Reading AI output like a code review, not like a search result. The shift is subtle but significant. When you get code from a colleague in a PR, you read it. You question it. You might push back. AI output deserves the same treatment — not because it’s wrong, but because understanding what you’re shipping is part of what it means to own what you ship.

Keeping the debugging muscle active. This is the one I was most at risk of losing. I now deliberately resist the urge to immediately ask AI to explain an error. First pass: me, the stack trace, and the code. This is slower. It’s also the thing that keeps twenty years of pattern recognition from quietly atrophying.
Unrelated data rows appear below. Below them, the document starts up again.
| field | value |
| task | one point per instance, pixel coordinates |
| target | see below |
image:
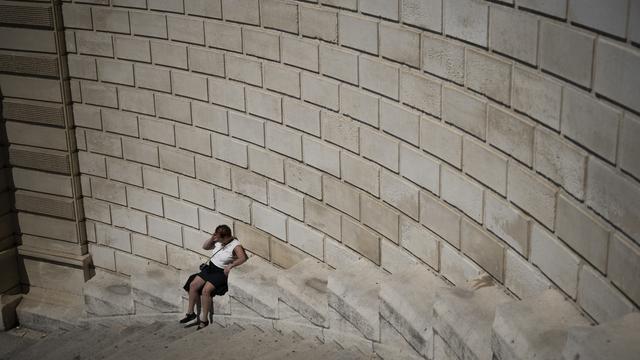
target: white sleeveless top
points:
(223, 255)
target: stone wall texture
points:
(475, 137)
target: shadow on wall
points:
(9, 263)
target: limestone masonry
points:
(490, 148)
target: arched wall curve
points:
(472, 136)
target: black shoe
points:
(188, 318)
(202, 325)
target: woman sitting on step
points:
(212, 278)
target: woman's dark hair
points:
(223, 231)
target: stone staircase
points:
(313, 311)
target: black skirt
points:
(211, 274)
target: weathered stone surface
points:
(534, 328)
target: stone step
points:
(463, 318)
(535, 328)
(406, 302)
(353, 293)
(304, 288)
(254, 285)
(108, 294)
(618, 339)
(49, 310)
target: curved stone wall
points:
(473, 137)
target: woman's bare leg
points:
(206, 300)
(194, 297)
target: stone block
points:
(623, 265)
(284, 141)
(303, 178)
(82, 67)
(110, 20)
(92, 43)
(341, 196)
(266, 163)
(286, 200)
(485, 250)
(306, 239)
(510, 134)
(320, 91)
(92, 93)
(167, 5)
(400, 44)
(522, 278)
(148, 24)
(616, 340)
(443, 58)
(338, 63)
(246, 128)
(262, 44)
(566, 52)
(614, 197)
(229, 150)
(360, 173)
(582, 231)
(321, 156)
(379, 148)
(319, 23)
(601, 299)
(279, 15)
(132, 49)
(359, 105)
(187, 30)
(358, 32)
(440, 218)
(426, 14)
(464, 318)
(177, 161)
(523, 329)
(486, 165)
(467, 20)
(264, 104)
(489, 75)
(507, 223)
(120, 122)
(249, 184)
(223, 36)
(400, 194)
(322, 218)
(282, 79)
(233, 205)
(469, 113)
(139, 101)
(340, 131)
(537, 97)
(420, 242)
(514, 33)
(441, 141)
(226, 93)
(379, 77)
(214, 172)
(614, 75)
(144, 200)
(591, 123)
(302, 117)
(129, 219)
(532, 194)
(399, 122)
(380, 217)
(462, 193)
(549, 7)
(113, 237)
(555, 260)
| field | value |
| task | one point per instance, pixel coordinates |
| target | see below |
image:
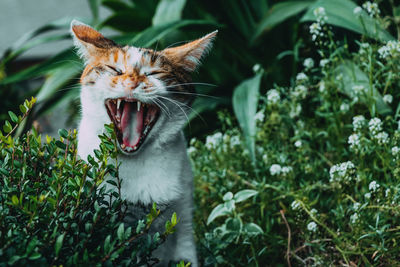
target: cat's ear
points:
(90, 43)
(189, 55)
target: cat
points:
(146, 94)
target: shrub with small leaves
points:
(56, 210)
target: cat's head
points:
(145, 93)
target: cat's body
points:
(146, 94)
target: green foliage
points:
(324, 189)
(56, 209)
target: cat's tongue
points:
(131, 124)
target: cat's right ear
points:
(90, 43)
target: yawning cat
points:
(146, 94)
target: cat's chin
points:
(133, 121)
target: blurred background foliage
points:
(265, 32)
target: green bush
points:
(56, 209)
(315, 180)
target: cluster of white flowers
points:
(259, 117)
(356, 206)
(382, 138)
(358, 90)
(300, 91)
(277, 169)
(273, 96)
(354, 218)
(372, 9)
(391, 49)
(316, 28)
(354, 141)
(295, 111)
(234, 141)
(375, 126)
(323, 62)
(191, 150)
(395, 151)
(344, 171)
(308, 63)
(358, 122)
(298, 143)
(213, 141)
(295, 205)
(388, 99)
(344, 107)
(373, 186)
(357, 11)
(312, 227)
(301, 77)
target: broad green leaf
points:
(154, 33)
(244, 194)
(48, 66)
(58, 244)
(168, 11)
(57, 78)
(279, 13)
(340, 13)
(253, 229)
(245, 100)
(352, 75)
(218, 211)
Asking one honest question at the end of the day. Not performatively. Just: did I think today, or did I mostly generate? No judgment attached. Just an honest read on how the ratio is sitting.


What I’ve Accepted

I will not be the developer I was in 2018. That’s not a tragedy — 2018 me was slower, made more of certain kinds of mistakes, and spent significant energy on things that genuinely don’t need human attention anymore.

But 2018 me had something worth preserving: a deep, almost uncomfortable relationship with the code itself. The kind of relationship where you feel the quality of a solution, not just whether it runs.

AI didn’t take that from me. I gradually traded it for throughput, one reasonable-seeming shortcut at a time.

The version of me I’m trying to build now is not the one who rejects the tools — that’s not serious, and it’s not what I want. It’s the one who uses them without losing the judgment that makes the tools actually valuable.

Because here’s the thing nobody talks about enough: AI amplifies whatever you bring to it. If you bring deep technical judgment, it makes you faster and sharper. If you bring the habit of skimming and shipping, it makes you better at that too. The tool doesn’t care. It just multiplies.

The question worth sitting with isn’t “am I a developer or a prompt engineer?”

It’s: what am I bringing to the prompt?


A Question for You

If someone asked you today — a junior colleague, a non-technical friend, your future self — “what do you actually do?”, what would the honest answer be?

Not the polished version. The honest one.

I’ve been sitting with that question for months. I don’t have a clean answer yet. But I think the fact that I’m asking it is the thing that makes me still a developer.


Jorge David has been in technology since 2004 — from managing networks and Linux servers to building distributed systems with Java, Kotlin, Spring Boot, and Kafka. Dev AI Tools is where he writes honestly about AI and the people who use it.